COLUMBIA, S.C. — It didn't matter that John McCain gave his first substantial speech on drug policy Tuesday, outlining an international approach that's part crackdown and part tough love, or that Delaware voters headed to the polls to decide who they want as the Republican presidential nominee.
Both events were overshadowed by the ongoing tiff between McCain and George W. Bush, an air and ground war that is getting more ferocious with every passing day.
While McCain derided the Clinton administration for being "AWOL in the war on drugs" in a speech at the South Carolina Criminal Justice Academy, the Texas governor was bringing his "retooled" campaign here from Delaware, while sharpening his attacks on his chief rival.

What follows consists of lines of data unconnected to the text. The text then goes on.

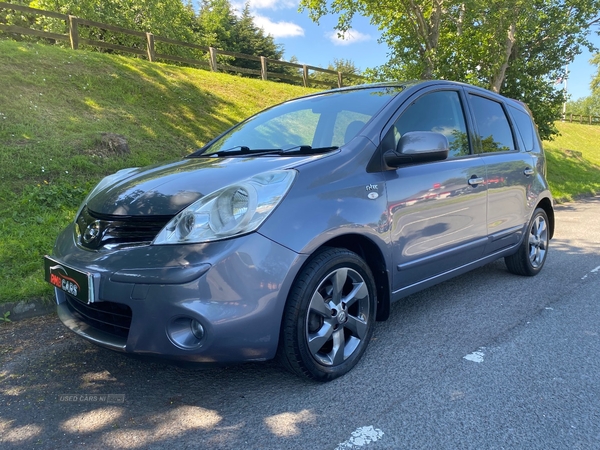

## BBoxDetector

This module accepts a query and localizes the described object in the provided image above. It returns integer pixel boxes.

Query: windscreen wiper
[282,145,339,155]
[195,145,338,158]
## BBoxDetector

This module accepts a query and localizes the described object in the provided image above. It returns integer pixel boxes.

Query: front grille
[76,207,172,250]
[66,294,132,339]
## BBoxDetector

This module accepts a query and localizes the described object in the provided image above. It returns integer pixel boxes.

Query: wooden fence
[563,113,600,125]
[0,2,363,87]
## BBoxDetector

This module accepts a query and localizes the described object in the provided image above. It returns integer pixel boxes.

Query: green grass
[544,122,600,202]
[0,40,600,303]
[0,40,312,303]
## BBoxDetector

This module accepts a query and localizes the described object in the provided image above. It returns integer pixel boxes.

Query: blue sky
[204,0,600,100]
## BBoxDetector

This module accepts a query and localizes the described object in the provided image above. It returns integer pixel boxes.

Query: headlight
[153,170,296,244]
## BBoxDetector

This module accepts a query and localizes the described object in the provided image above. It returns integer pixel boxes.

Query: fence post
[208,47,217,72]
[69,15,79,50]
[146,32,154,62]
[260,56,267,81]
[302,64,308,87]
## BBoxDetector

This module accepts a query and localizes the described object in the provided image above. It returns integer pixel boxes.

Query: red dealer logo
[50,265,80,297]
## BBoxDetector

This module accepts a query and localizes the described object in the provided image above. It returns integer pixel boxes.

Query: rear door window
[469,94,516,153]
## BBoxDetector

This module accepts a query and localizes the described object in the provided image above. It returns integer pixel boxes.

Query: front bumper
[53,226,305,363]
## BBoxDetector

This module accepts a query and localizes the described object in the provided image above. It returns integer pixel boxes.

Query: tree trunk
[490,22,517,94]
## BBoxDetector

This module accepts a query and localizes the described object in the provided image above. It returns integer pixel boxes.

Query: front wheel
[279,248,377,381]
[504,208,550,276]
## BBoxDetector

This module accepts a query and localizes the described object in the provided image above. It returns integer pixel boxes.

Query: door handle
[469,175,483,187]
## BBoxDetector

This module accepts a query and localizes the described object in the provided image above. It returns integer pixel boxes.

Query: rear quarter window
[509,106,535,151]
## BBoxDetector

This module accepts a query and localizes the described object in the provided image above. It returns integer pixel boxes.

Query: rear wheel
[279,248,376,381]
[504,208,550,276]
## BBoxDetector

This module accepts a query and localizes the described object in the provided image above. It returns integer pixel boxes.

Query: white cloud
[326,30,371,45]
[254,15,304,38]
[248,0,299,9]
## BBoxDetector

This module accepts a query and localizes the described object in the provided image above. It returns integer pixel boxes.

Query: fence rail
[563,113,600,125]
[0,2,364,87]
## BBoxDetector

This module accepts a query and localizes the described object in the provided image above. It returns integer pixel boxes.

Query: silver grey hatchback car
[45,81,554,381]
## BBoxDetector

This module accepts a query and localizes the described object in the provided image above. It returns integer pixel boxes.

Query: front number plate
[44,256,94,303]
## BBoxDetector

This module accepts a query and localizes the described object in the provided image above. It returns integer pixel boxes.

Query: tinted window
[510,106,535,151]
[469,95,515,153]
[395,91,470,158]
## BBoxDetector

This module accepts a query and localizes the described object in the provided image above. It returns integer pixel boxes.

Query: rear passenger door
[467,92,533,255]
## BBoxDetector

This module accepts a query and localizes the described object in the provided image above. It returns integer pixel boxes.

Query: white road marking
[335,425,383,450]
[463,347,485,362]
[581,266,600,280]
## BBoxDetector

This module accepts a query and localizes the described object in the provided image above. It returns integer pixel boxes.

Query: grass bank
[0,40,311,303]
[544,122,600,202]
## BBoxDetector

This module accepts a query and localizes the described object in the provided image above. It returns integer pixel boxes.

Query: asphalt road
[0,197,600,450]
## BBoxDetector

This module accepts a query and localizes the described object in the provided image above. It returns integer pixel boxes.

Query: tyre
[279,248,377,381]
[504,208,549,276]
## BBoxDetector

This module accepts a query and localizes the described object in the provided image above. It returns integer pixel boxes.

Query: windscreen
[202,87,401,155]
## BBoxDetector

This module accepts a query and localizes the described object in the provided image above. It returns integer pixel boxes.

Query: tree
[300,0,600,138]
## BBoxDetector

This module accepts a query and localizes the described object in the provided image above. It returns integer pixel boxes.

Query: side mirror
[383,131,450,167]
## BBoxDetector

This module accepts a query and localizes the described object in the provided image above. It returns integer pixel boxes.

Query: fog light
[190,319,204,340]
[167,316,206,350]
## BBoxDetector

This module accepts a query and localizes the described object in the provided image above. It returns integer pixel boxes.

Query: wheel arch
[537,197,554,239]
[299,234,391,321]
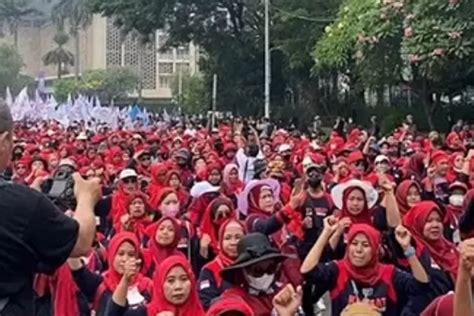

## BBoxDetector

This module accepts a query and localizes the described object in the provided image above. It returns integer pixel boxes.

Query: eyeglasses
[122,178,137,184]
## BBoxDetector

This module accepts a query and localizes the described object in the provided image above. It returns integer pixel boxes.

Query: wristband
[404,246,416,258]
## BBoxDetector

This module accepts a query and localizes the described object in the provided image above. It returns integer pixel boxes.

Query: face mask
[308,175,323,189]
[244,271,275,291]
[161,204,179,217]
[449,194,464,206]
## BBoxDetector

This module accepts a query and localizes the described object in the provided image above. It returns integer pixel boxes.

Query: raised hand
[395,225,411,250]
[323,215,339,234]
[123,258,141,282]
[289,179,306,209]
[273,284,303,316]
[378,174,395,192]
[459,238,474,272]
[337,217,352,233]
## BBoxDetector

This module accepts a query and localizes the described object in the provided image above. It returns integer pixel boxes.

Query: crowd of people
[3,113,474,316]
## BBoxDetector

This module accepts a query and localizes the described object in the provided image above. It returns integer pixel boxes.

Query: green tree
[53,79,82,103]
[81,67,139,102]
[0,45,23,95]
[43,31,74,79]
[53,0,92,79]
[314,0,474,128]
[0,0,41,49]
[171,73,210,114]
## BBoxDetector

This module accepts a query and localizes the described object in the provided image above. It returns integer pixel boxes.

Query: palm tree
[0,0,41,49]
[43,30,74,79]
[53,0,92,78]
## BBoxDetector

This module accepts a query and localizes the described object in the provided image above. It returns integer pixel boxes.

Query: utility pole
[264,0,272,118]
[211,74,217,129]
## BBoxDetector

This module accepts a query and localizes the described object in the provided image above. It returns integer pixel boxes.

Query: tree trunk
[74,29,81,79]
[137,40,143,103]
[13,30,18,51]
[421,78,435,130]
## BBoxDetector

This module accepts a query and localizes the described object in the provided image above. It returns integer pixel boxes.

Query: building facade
[0,15,199,100]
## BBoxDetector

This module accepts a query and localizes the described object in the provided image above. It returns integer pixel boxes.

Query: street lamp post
[264,0,272,118]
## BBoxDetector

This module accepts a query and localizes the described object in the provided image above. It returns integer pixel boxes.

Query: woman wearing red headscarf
[144,216,184,275]
[395,180,421,216]
[301,220,429,316]
[115,192,152,243]
[199,196,237,262]
[148,163,168,209]
[447,152,464,183]
[199,219,245,309]
[166,170,191,211]
[68,232,153,316]
[153,187,197,266]
[403,201,459,295]
[402,153,426,182]
[330,178,401,258]
[107,256,205,316]
[105,146,127,176]
[222,163,244,200]
[109,169,139,224]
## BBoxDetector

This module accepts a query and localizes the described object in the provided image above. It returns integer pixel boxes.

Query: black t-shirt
[0,182,79,316]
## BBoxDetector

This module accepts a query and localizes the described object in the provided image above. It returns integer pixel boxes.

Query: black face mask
[247,144,259,157]
[308,174,323,189]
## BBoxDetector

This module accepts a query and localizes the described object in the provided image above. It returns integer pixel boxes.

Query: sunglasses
[122,178,137,184]
[214,211,230,220]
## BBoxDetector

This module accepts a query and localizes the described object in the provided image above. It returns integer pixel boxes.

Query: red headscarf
[337,224,396,301]
[248,184,274,216]
[148,163,168,209]
[121,191,152,240]
[206,296,255,316]
[201,196,237,250]
[403,201,459,280]
[150,187,176,211]
[222,164,244,196]
[147,256,205,316]
[166,169,191,207]
[104,232,152,293]
[110,181,135,224]
[105,146,126,172]
[395,180,421,215]
[146,217,183,267]
[205,218,246,287]
[340,187,372,225]
[403,153,426,181]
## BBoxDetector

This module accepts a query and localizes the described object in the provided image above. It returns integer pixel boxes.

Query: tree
[53,0,92,79]
[315,0,474,128]
[0,0,41,49]
[171,73,207,114]
[0,45,23,94]
[43,31,74,79]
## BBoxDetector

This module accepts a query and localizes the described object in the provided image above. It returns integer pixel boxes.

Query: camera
[42,160,77,211]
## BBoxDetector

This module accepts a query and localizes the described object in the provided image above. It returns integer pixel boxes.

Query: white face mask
[449,194,464,206]
[244,271,275,291]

Bush accused the senator from Arizona of holding Democratic positions, called McCain's television commercials "demeaning" and told reporters at a Greenville campaign stop that McCain "says one thing and does another, and during the campaign in South Carolina, I'm going to remind people of that."
In a fiery speech to students at a conservative Baptist college, Bush referred to McCain in acid tones as "Chairman McCain," pressing his charge that after serving as chairman of the powerful Senate Finance Committee, the Arizonan is an insider, not an insurgent.
He charged that McCain sides with Democratic Vice President Al Gore on tax policy because both have criticized Bush's proposal for deep, across-the-board tax cuts.
"Al Gore . . . calls tax cuts, like the chairman, too risky," Bush said. McCain has also called for tax cuts, but his proposal is about half the size of Bush's five-year, $483-billion tax cut plan.
"If you want somebody from outside Washington, D.C.--a reformer with results--come join this campaign," Bush told cheering student supporters at North Greenville College.
The Bush campaign also unveiled a tough new television commercial charging that "McCain solicits money from lobbyists with interests before his committee and pressures agencies on behalf of contributors."
The Texan has charged that McCain gets more money from lobbyists and Washington insiders than anyone else running--if only on a percentage basis. But an analysis of special interest giving to all the presidential candidates shows that McCain's biggest donation wouldn't even make it into the Top 15 list of industry gifts to Bush.